Businessman, author (The Art of the Deal), presidential candidate and television personality Donald Trump’s current status on top of the Republican presidential field of candidates is chiefly another ominous sign that the country is in deep, serious trouble. The nation is in a downward spiral, as I wrote here, and the presidency is a crucial mechanism for pulling out of the dive. The campaign must be serious, deadly serious, because America is in dire straits.
Trump exploits this fact. He knew when he entered the race that this is true—he’s not unintelligent—and to whatever extent he holds principles, he wants to help solve America’s problems and thinks he can. This is his right as an American and I think he makes a partially good point about illegal immigration, tragically underscored by the recent murder of an innocent American by an illegal alien granted sanctuary in San Francisco.

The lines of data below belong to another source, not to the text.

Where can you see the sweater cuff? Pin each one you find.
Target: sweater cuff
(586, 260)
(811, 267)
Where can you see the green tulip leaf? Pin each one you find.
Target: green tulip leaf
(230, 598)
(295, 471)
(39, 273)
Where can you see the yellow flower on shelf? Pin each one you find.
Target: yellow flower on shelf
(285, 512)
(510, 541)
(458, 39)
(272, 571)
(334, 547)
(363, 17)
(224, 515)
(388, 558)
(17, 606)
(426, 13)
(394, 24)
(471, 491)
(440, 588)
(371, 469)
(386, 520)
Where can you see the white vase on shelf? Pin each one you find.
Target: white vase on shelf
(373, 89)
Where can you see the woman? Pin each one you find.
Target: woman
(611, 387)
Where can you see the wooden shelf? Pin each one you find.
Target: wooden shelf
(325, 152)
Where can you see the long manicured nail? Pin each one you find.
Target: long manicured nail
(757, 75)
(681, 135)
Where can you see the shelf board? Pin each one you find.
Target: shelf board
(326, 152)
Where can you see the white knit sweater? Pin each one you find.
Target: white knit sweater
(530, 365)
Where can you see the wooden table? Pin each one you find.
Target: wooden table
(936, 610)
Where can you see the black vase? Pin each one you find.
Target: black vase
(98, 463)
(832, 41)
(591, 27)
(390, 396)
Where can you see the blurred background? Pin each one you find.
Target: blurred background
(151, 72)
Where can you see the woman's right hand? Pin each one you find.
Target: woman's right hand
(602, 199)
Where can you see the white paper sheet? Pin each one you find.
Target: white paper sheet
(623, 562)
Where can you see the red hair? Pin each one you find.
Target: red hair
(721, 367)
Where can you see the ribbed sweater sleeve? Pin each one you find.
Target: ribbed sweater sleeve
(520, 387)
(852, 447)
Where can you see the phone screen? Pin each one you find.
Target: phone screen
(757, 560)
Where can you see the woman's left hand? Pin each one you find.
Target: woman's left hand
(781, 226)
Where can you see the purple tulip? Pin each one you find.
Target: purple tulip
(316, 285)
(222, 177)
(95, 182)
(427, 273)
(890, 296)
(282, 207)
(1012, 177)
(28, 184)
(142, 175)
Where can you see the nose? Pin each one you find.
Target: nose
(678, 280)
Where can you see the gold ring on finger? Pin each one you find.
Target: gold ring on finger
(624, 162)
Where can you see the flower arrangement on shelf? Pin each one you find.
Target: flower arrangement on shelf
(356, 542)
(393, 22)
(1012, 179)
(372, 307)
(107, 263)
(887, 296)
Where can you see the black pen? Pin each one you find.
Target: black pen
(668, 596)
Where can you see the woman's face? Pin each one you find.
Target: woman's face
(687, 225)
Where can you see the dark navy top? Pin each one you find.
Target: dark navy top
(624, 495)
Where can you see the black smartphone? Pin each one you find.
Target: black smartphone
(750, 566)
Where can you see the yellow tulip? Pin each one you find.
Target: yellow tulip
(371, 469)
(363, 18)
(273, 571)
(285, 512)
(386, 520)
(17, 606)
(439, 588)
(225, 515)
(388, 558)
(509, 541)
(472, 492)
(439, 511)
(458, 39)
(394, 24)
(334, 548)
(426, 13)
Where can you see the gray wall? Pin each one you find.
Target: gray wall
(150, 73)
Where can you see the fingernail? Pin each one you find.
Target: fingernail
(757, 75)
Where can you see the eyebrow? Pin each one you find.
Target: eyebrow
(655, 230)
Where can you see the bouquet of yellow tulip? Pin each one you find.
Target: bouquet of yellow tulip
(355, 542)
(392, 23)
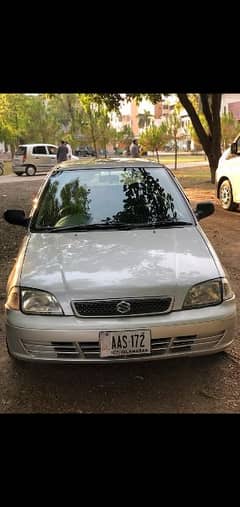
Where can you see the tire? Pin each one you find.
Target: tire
(226, 197)
(30, 170)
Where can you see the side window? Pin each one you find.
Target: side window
(52, 150)
(39, 150)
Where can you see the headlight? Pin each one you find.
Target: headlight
(12, 302)
(39, 302)
(208, 293)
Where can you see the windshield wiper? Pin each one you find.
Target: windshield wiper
(114, 225)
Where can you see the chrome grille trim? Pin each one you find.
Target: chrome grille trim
(101, 308)
(160, 347)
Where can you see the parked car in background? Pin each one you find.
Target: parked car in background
(228, 177)
(32, 158)
(85, 151)
(115, 268)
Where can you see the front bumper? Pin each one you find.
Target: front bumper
(75, 340)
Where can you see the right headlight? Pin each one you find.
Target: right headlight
(39, 302)
(209, 293)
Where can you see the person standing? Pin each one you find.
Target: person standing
(62, 152)
(134, 149)
(69, 154)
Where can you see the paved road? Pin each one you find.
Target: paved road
(13, 178)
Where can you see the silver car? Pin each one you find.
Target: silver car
(115, 268)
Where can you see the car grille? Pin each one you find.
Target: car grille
(122, 307)
(168, 346)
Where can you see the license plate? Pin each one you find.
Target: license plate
(125, 343)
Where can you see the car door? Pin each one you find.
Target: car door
(232, 170)
(40, 157)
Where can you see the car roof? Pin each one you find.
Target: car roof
(106, 163)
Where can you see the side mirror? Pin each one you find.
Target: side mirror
(204, 209)
(234, 148)
(16, 217)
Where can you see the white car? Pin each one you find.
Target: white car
(228, 177)
(115, 267)
(34, 158)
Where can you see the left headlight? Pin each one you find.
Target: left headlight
(35, 301)
(209, 293)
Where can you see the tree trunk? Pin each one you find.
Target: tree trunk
(210, 141)
(175, 154)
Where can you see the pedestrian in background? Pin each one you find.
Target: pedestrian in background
(62, 152)
(134, 148)
(69, 154)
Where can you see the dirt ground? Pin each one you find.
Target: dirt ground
(207, 384)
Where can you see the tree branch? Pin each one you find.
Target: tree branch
(202, 134)
(206, 110)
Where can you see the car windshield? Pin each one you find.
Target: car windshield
(110, 197)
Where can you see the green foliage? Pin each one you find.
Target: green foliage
(154, 138)
(230, 129)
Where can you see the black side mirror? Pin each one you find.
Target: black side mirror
(16, 217)
(204, 209)
(234, 148)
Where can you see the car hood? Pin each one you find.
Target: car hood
(118, 264)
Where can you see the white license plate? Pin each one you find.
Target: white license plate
(124, 343)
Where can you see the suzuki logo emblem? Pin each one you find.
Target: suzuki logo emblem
(123, 307)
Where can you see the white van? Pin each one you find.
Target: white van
(228, 176)
(32, 158)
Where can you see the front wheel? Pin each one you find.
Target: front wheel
(30, 170)
(226, 197)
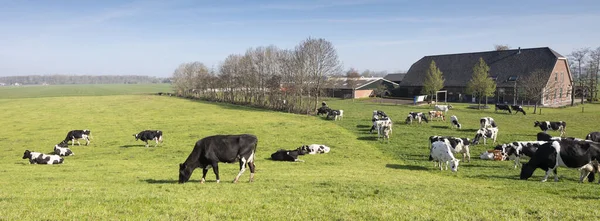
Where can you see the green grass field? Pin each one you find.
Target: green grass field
(116, 177)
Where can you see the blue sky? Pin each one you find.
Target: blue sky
(153, 37)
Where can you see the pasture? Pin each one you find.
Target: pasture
(116, 177)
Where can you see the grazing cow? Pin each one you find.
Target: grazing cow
(457, 144)
(593, 136)
(211, 150)
(565, 153)
(515, 150)
(503, 107)
(75, 135)
(147, 135)
(486, 122)
(62, 150)
(443, 108)
(323, 110)
(286, 155)
(437, 114)
(485, 133)
(517, 109)
(454, 121)
(315, 148)
(552, 125)
(40, 158)
(441, 153)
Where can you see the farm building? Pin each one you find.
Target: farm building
(355, 87)
(506, 68)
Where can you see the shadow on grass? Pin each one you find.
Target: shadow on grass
(135, 145)
(405, 167)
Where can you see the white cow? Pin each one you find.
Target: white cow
(442, 153)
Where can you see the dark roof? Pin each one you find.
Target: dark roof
(395, 77)
(457, 69)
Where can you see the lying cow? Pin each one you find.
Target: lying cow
(286, 155)
(552, 125)
(515, 150)
(437, 115)
(441, 153)
(565, 153)
(454, 122)
(40, 158)
(457, 144)
(62, 150)
(486, 133)
(503, 107)
(75, 135)
(148, 135)
(443, 108)
(209, 151)
(486, 122)
(315, 148)
(517, 109)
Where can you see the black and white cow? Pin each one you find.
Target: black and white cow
(287, 155)
(315, 148)
(515, 150)
(552, 125)
(75, 135)
(593, 136)
(486, 122)
(457, 144)
(148, 135)
(211, 150)
(40, 158)
(454, 121)
(503, 107)
(62, 150)
(517, 109)
(565, 153)
(486, 133)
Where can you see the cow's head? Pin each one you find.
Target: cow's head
(185, 172)
(526, 171)
(27, 154)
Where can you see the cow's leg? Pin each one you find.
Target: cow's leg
(215, 166)
(204, 171)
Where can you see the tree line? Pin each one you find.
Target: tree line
(81, 79)
(291, 80)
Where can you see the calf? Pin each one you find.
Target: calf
(454, 121)
(286, 155)
(486, 122)
(593, 136)
(436, 115)
(315, 148)
(441, 152)
(485, 133)
(565, 153)
(515, 150)
(517, 109)
(457, 144)
(503, 107)
(62, 150)
(75, 135)
(209, 151)
(147, 135)
(554, 125)
(443, 108)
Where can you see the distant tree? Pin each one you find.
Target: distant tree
(501, 47)
(481, 85)
(434, 81)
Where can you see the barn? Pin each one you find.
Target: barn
(506, 68)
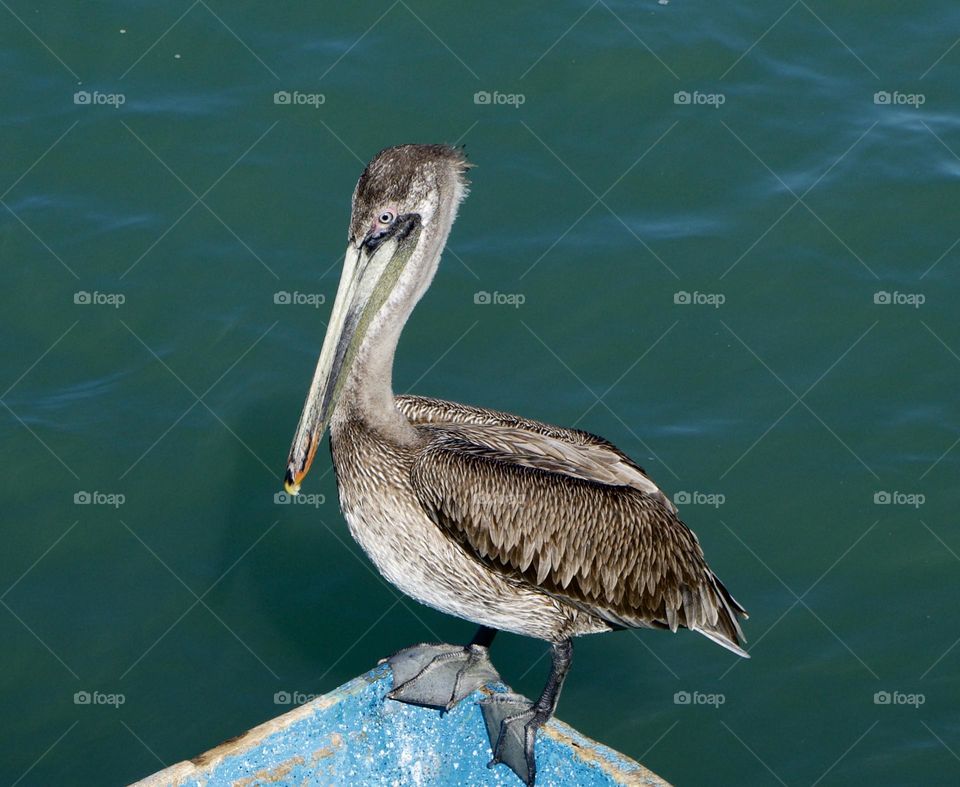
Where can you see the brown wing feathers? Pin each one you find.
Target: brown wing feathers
(611, 549)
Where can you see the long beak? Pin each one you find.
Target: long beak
(328, 377)
(368, 278)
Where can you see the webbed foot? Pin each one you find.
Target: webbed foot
(439, 675)
(512, 723)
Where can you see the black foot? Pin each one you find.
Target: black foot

I also think he’s right to question whether Senator John McCain is a war hero. George Washington is a war hero. Sergeant York is a war hero. Audie Murphy is a war hero. Generals Sherman, Grant, Patton and especially MacArthur are war heroes and, as far as I’m concerned, the passengers on United Flight 93 are war heroes. It is true that John McCain was captured and tortured by the enemy, but if John McCain is a war hero, it is to a much lesser degree than these other men. Sen. McCain, the 2008 Republican presidential nominee, is an elder statesman and leader and it is legitimate to question his leadership.
But what makes a war hero or an illegal immigrant is not as urgent and pressing as the assault on individual rights, America’s precarious welfare statist economy and the fact that the U.S. has a disaster in Iraq and is losing the war with states that sponsor terrorism motivated by Islam, such as Iran. Trump has no serious, tenable positions on the most critical issues of this dark moment in history. To the extent his positions, sense of purpose and reliability are known, he is mixed, anti-capitalist, unserious and unsteady or shaky, the opposite qualities needed for a good or even decent president at this pivotal point. As trader Jonathan Hoenig argues on his blog (read the post here), Trump advocates protectionism and redistribution of wealth; posing as a capitalist, he is a fraud.
America must have a serious and urgent debate of ideas during the 2016 election. Trump offers and brings nothing essential to the arena and should be dismissed as the clown or carnival barker many have said he is. That he’s right from time to time about certain isolated issues—and that this occasional correctness and brash willingness to speak his mind garners fans, attention and prospective voters—underscores the total and utter political-philosophical bankruptcy of the Republican Party, which was founded on the principle of abolishing slavery and has slithered into the party of submission to slavery by default ever since. Until and unless a serious candidate of ideas, or at least one who is not as hostile to man’s rights, emerges, the anti-intellectual Trump is a sideshow whose spotlight shows how corrupt, cynical and insane American politics has become.